A síntese é um dos objetos principais de estudo do grupo brasileiro dentro do laboratório de micromanufatura. Ao redor do mundo, outras iniciativas pesquisam o mesmo tema com outras abordagens. “Você precisa criar muitas moléculas de DNA rapidamente para ter uma velocidade de escrita interessante”, disse Verona, coordenador do projeto. Usando tecnologias atuais, hoje só é possível escrever o equivalente a um megabyte por dia de trabalho, explica o professor – longe das exigências da indústria de tecnologia e dos Gbps que algumas tecnologias digitais tradicionais já permitem.

>Hildebrando Lima, Hildebrando Lima, diretor de pesquisa e desenvolvimento da Lenovo (Imagem: Divulgação/Lenovo)

Para alcançar o objetivo, o grupo tem estudado formas de “miniaturizar” e “paralelizar” o processo de síntese de DNA. “O que nós queremos é que em um chip que caiba na palma da sua mão, você consiga fazer milhões de sínteses em paralelo”, afirmou o pesquisador. “Enquanto os equipamentos comerciais trabalham com sítios reacionais [onde ocorrem as sínteses] da ordem de centímetros, a gente já começa a trabalhar na ordem dos milímetros. Isso em oito meses de projeto”.

Há outros desafios que também são gargalos para a tecnologia. O sequenciamento genético também precisará passar por uma revolução, tanto para reduzir seu custo quanto para agilizar a velocidade de leitura dos dados armazenados no DNA. O armazenamento dos dados é também um desafio: ainda que o DNA tenha uma vida útil longa, uma forma de identificar fisicamente o local no qual determinada informação está armazenada dentro de uma sequência longa de DNA é algo que precisará ser desenvolvido no futuro.

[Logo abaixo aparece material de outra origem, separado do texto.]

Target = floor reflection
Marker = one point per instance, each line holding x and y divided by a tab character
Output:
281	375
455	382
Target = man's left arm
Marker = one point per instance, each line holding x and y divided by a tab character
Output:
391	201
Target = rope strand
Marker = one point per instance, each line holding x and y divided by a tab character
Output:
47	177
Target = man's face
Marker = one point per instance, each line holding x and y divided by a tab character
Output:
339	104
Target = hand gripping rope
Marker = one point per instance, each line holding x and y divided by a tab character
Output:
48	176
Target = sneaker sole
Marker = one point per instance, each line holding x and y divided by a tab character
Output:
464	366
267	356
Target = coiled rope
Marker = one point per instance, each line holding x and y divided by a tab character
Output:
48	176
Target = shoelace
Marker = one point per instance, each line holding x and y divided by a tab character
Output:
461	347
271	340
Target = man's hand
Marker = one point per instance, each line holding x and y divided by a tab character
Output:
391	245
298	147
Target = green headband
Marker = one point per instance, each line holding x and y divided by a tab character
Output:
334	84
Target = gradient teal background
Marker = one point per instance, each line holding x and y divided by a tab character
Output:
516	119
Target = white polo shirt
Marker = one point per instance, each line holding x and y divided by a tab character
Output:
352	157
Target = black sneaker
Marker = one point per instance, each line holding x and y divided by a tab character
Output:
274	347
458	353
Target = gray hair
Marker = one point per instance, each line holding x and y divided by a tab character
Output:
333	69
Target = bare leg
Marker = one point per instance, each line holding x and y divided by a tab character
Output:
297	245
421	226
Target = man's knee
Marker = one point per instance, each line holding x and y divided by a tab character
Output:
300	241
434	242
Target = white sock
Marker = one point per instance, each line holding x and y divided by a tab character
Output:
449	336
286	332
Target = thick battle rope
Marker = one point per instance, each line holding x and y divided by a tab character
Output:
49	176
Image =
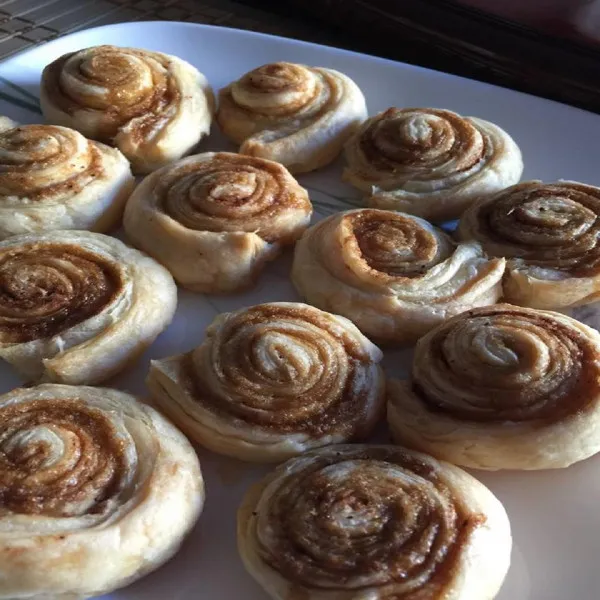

No futuro, a ideia é que todos esses elementos estejam empacotados em um único equipamento, que poderá ser utilizado para escrever as fitas de DNA, armazená-las e acessá-las quando necessário. “O foco hoje é basicamente o backup, ou cold storage, que não necessita de leitura tão rápida”, explica Hildebrando Lima, diretor de pesquisa e desenvolvimento da Lenovo.

A forma como isso acontecerá, vale ressaltar, ainda não é clara. Uma possibilidade é que isso seja oferecido via nuvem, por exemplo: o cliente envia os dados que deseja gravar para uma nuvem, e essa informação é sintetizada remotamente em DNA em outro sítio específico, onde o material também será armazenado e estará disponível para leitura.

Conforme a tecnologia avançar, no entanto, outras aplicações serão possíveis. Lima não descarta, por exemplo, que sintetizadores e sequenciadores de DNA poderão se tornar produtos para consumidores finais em um futuro no qual a tecnologia se torne o padrão para o armazenamento de dados. Há também a possibilidade que a tecnologia beneficie consumidores de maneira indireta. “Essa tecnologia é multidisciplinar. Existem subprodutos dessa tecnologia, como patentes de codificação e de criptografia de dados, que poderão ser aproveitados por dispositivos que já existem”, contou o executivo da Lenovo.